Jose Gutierrez, MD, MPH


When we think of intracranial hemorrhage (ICH), we often think that deep-seated ICH tends to be caused by hypertension and that lobar ICH is suggestive of cerebral amyloid angiopathy. But,  many other unknown factors might influence the risk to develop ICH.  In this paper, Devan et al. obtained genome-wide genotype data for 791 ICH cases and 876 controls looking to quantify the heritability of ICH risk, ICH initial volume and 90-day mortality.  The author stratified the ICH in deep vs. lobar hemorrhage to evaluate the heritability of each ICH subtype. To further evaluate for confounding effects of known risk factors for these hemorrhage subtypes, the authors suppressed genes associated with ICH lobar volume (complement component receptor 1) and those associated with hypertension.

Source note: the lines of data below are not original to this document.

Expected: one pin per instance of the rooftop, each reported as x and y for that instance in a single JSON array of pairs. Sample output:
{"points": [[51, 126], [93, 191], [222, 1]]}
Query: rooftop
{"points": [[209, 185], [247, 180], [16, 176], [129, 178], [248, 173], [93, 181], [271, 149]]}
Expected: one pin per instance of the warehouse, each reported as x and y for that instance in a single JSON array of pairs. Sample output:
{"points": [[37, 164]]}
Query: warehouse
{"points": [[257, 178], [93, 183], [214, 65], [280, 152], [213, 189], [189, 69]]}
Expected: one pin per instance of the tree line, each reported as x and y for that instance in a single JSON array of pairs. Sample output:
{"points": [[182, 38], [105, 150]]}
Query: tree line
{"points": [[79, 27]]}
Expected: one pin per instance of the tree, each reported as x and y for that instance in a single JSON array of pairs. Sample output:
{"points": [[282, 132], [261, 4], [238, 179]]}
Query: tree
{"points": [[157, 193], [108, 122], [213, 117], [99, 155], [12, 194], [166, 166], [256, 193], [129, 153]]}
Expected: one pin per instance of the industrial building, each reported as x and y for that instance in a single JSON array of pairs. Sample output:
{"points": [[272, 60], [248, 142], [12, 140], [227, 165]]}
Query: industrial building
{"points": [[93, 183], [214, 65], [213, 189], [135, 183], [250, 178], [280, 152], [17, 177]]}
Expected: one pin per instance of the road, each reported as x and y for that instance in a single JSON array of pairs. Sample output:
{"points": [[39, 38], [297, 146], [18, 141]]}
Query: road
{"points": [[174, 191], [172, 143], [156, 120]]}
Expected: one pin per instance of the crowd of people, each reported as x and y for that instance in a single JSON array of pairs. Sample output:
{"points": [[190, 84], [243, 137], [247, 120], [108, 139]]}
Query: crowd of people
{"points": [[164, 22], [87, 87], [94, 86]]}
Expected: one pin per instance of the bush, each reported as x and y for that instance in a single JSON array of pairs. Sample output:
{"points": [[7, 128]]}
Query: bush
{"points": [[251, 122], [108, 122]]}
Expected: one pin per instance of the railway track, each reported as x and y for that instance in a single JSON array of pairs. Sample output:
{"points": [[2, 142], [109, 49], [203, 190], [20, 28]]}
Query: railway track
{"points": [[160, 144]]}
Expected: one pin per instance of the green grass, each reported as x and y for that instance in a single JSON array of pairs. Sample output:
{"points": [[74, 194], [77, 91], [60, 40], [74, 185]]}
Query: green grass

They found a high heritability to ICH. Approximately 44% of ICH variance was accounted for by genetic differences between cases vs. groups; a higher proportion of the variance was attributable to non-APOE loci than to APOE loci. After stratifying by location (deep vs. lobar hemorrhage), non-APOE loci contributed to the variance seen in both types of ICH while APOE locus only contributed to lobar ICH. Suppressing the complement component receptor 1 did change minimally the total heritability of lobar and total ICH and suppressing loci associated with hypertension changed minimally the total and deep ICH. The results were less robust for volume and 90-day mortality. Only APOE focus was significantly associated with lobar ICH volume but not with deep or total ICH volumes. For 90-day mortality, 41% of heritability was found for non-APOE loci and 1 for APOE gene, both were not significant.

The results suggest that many other unknown factors might influence the risk of ICH. Understanding these factors may change our understanding of ICH pathophysiology and help us identify new ways to prevent and treat this devastating disease.